И пока я писал эту повесть, тоже много воды утекло. А с тех пор как я написал свою первую повесть о дяде, и пока её читали в издательстве, и пока набирали и печатали, — тоже много утекло воды!
Представьте себе, сколько её утекло в океанах, в морях, в реках, озёрах, прудах, ручейках! А в ливнях! А в водопроводных трубах!
А сколько воды утекло из чайников, самоваров, стаканов, из кувшинов и кувшинок…
Когда я сейчас об этом думаю, мне жаль, потому что если бы её утекло меньше, мы были бы моложе.
Сейчас, в тысяча девятьсот шестьдесят седьмом году, когда я пишу эти строки, я думаю ещё о кладбище блёсен.
Но об этом надо рассказать особо.
Тогда, в тридцать седьмом году, я ещё ничего не знал о кладбище блёсен. Я сидел на берегу торжественной северной реки и думал о вечности. А кладбище блёсен — это не вечность, вообще кладбище не вечность, а так — мелочь, которая всё равно забудется, когда воды утечёт очень много. Но всё дело в том, что именно мелочи производят на нас самое сильное впечатление, потому что по ним мы догадываемся о вечности, только догадываемся, потому что сама по себе вечность в высшем смысле от нас ускользает, иначе она не была бы вечностью.
Так вот. Слушайте о кладбище блёсен. Один раз, уже взрослым человеком, за плечами которого утекло немало воды, ехал я поездом из Мурманска в Ленинград. До этого я проделал большой путь по северным рекам и озёрам, приплыл пароходом из Архангельска в Мурманск и с нетерпением ждал важного для меня отрезка пути — по Кольскому полуострову. Я знал, что поезд должен пройти здесь вдоль всей реки Нивы, по её правому берегу, от самых истоков до устья у впадения в Белое море возле Кандалакши.
Вместе со мной ехал товарищ, и я всю дорогу рассказывал ему о Ниве, о том счастливом времени, когда я ловил на этой реке вместе с дядей форель и сёмгу, — рассказывал всё то, что сейчас рассказываю вам, — и обещал товарищу показать из окна поезда Ниву и «весёлое место», где долго стояла наша палатка, и порог, и плёс, где Порфирий спускался на бревне. И товарищ тоже с нетерпением ждал встречи с этой рекой — с рекой моего детства.

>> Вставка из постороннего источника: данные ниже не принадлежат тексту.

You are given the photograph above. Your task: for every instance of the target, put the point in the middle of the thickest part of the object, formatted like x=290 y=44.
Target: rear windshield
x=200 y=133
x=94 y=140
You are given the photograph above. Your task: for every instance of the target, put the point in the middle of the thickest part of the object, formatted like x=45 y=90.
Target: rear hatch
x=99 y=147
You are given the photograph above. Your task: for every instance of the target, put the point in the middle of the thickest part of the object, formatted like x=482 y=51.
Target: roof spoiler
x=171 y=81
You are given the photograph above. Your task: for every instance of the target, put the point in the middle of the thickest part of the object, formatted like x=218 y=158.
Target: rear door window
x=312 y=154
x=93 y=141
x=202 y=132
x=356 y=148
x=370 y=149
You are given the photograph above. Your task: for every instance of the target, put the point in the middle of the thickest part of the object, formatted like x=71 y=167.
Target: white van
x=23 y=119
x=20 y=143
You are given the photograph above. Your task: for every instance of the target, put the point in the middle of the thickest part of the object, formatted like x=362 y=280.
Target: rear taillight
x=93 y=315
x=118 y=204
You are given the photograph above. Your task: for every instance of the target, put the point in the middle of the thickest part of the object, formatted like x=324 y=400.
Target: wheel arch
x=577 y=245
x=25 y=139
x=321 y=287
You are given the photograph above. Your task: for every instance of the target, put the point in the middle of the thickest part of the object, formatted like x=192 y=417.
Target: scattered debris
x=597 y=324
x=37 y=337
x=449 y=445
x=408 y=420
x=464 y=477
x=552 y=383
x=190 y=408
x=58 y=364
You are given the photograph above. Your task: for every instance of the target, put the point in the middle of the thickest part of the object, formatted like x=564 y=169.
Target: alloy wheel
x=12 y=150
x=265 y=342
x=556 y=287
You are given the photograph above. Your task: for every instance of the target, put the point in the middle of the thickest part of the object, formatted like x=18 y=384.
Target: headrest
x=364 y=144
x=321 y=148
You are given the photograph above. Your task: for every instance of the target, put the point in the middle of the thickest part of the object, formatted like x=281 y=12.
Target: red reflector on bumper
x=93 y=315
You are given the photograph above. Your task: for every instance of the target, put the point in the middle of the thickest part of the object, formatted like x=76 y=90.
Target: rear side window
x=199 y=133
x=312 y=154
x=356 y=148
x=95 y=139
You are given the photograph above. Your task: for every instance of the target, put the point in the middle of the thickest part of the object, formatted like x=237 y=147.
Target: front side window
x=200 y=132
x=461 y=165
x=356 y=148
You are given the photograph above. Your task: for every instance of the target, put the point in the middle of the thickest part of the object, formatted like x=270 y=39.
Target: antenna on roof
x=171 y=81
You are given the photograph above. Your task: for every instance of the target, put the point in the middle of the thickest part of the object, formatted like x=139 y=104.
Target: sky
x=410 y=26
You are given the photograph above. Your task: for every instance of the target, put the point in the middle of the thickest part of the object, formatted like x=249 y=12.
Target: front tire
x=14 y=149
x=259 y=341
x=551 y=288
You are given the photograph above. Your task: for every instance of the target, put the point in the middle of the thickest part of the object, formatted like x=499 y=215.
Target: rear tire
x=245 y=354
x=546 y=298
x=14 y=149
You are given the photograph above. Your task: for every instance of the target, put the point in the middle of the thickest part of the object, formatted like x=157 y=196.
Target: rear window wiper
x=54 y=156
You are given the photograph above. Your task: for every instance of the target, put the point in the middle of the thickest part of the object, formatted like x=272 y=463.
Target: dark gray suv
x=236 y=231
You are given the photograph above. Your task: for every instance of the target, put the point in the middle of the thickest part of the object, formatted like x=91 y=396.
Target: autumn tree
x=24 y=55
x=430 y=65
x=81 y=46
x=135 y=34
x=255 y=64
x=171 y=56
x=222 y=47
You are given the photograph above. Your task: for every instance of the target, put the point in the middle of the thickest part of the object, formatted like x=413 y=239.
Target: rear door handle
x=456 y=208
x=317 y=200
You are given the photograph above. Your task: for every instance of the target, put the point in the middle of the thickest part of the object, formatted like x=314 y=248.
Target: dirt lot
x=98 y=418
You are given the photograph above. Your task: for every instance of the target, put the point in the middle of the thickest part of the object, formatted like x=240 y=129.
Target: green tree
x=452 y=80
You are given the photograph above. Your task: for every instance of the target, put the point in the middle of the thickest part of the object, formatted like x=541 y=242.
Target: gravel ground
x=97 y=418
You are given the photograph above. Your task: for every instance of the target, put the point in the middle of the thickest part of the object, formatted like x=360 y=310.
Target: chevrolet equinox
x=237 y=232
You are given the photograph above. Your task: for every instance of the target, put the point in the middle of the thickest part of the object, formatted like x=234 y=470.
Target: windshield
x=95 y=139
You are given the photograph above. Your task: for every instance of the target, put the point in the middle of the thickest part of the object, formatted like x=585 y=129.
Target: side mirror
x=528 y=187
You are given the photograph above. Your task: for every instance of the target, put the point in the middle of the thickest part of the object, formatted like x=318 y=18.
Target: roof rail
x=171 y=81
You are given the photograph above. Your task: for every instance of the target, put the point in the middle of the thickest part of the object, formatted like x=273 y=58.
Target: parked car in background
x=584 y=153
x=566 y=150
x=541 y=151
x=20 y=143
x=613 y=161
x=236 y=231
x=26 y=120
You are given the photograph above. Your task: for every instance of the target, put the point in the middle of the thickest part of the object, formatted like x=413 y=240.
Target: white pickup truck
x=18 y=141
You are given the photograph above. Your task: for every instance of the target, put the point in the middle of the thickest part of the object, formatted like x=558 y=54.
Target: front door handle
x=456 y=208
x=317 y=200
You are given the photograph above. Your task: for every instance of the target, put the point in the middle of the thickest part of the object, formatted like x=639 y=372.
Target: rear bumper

Когда поезд шёл ночью от Кировска, мы вышли из купе в коридор, закурили и стали смотреть в окно вагона.
За окном тянулись сопки, поросшие неряшливым северным лесом, гранитные глыбы и торчащие на них низкорослые кривые берёзки, и болотистые лужайки… И вдруг мы увидели голое каменное дно реки!